2. Do not use real words. There are tools available to help attackers guess your password. With today’s computing power, it doesn’t take long to try every word in the dictionary and find your password, so it is best if you do not use real words for your password.
3. Mix different character types. You can make a password much more secure by mixing different types of characters. Use some uppercase letters along with lowercase letters, numbers and even special characters such as ‘&’ or ‘%’.

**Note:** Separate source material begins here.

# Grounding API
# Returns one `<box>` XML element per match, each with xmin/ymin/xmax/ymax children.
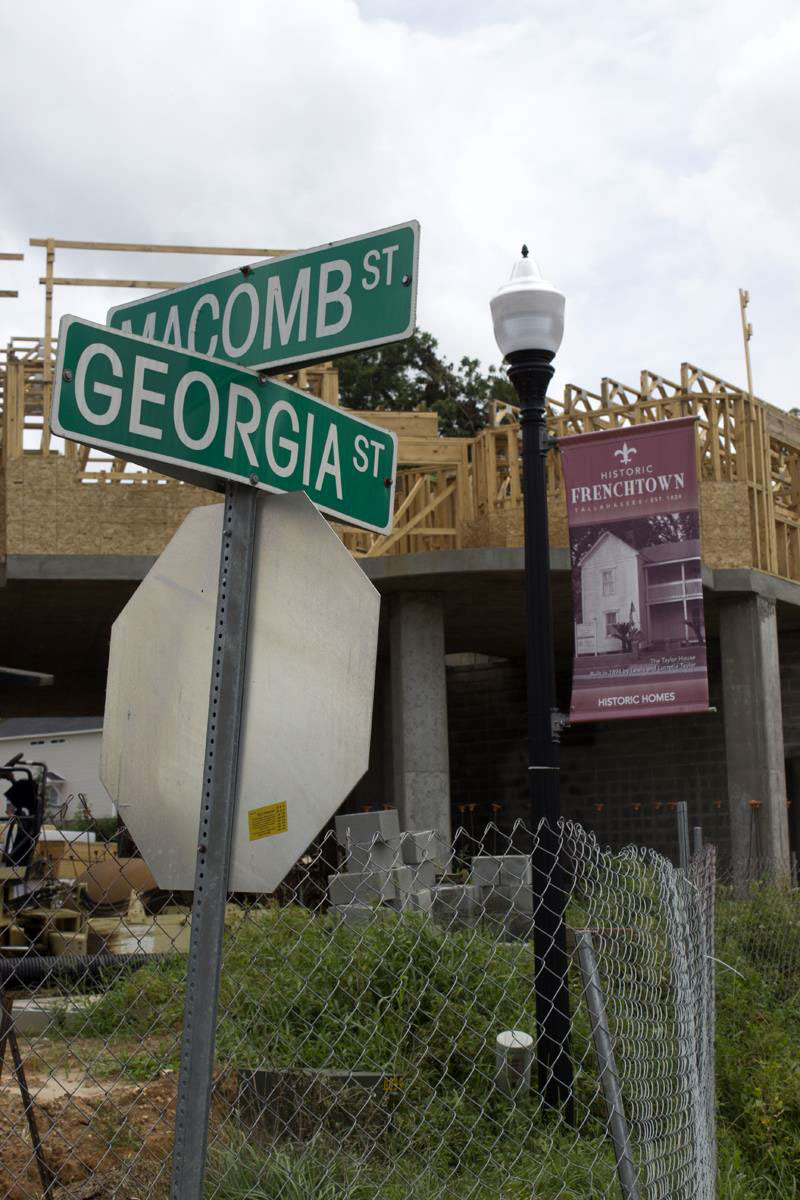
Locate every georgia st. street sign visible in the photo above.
<box><xmin>50</xmin><ymin>317</ymin><xmax>397</xmax><ymax>533</ymax></box>
<box><xmin>108</xmin><ymin>221</ymin><xmax>420</xmax><ymax>368</ymax></box>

4. Use a passphrase. Rather than trying to remember a password created using various character types which is also not a word from the dictionary, you can use a passphrase. Think up a sentence or a line from a song or poem that you like and create a password using the first letter from each word.For example, rather than just having a password like ‘yr$1Hes’, you could take a sentence such as “I like to read about security” and convert it to a password like ‘!l2rAs”. By substituting the number ’2′ for the word ‘to’ and using an exclamation point in place of the ‘I’, you can use a variety of character types and create a secure password that is hard to crack, but much easier for you to remember.
5. Use a password management tool. Another way to store and remember passwords securely is to use some sort of password management tool. These tools maintain a list of usernames and passwords in encrypted form. Some will even automatically fill in the username and password information on sites and applications.

Using the tips above will help you create passwords that are more secure, but you should still also follow the following tips:

• Use different passwords. You should use a different username & password for each login or application you are trying to protect. That way if one gets compromised the others are still safe. Another approach which is less secure, but provides a fair tradeoff between security and convenience, is to use one username and password for sites and applications that don’t need the extra security, but use unique usernames and more secure passwords on sites such as your bank or credit card companies.
• Change your passwords. You should change your password at least every 30 to 60 days. You should also not re-use a password for at least a year.
• Enforce stronger passwords: Rather than relying on every user of the computer to understand and follow the instructions above, you can configure Microsot Windows password policies so that Windows will not accept passwords that don’t meet the minimum requirements.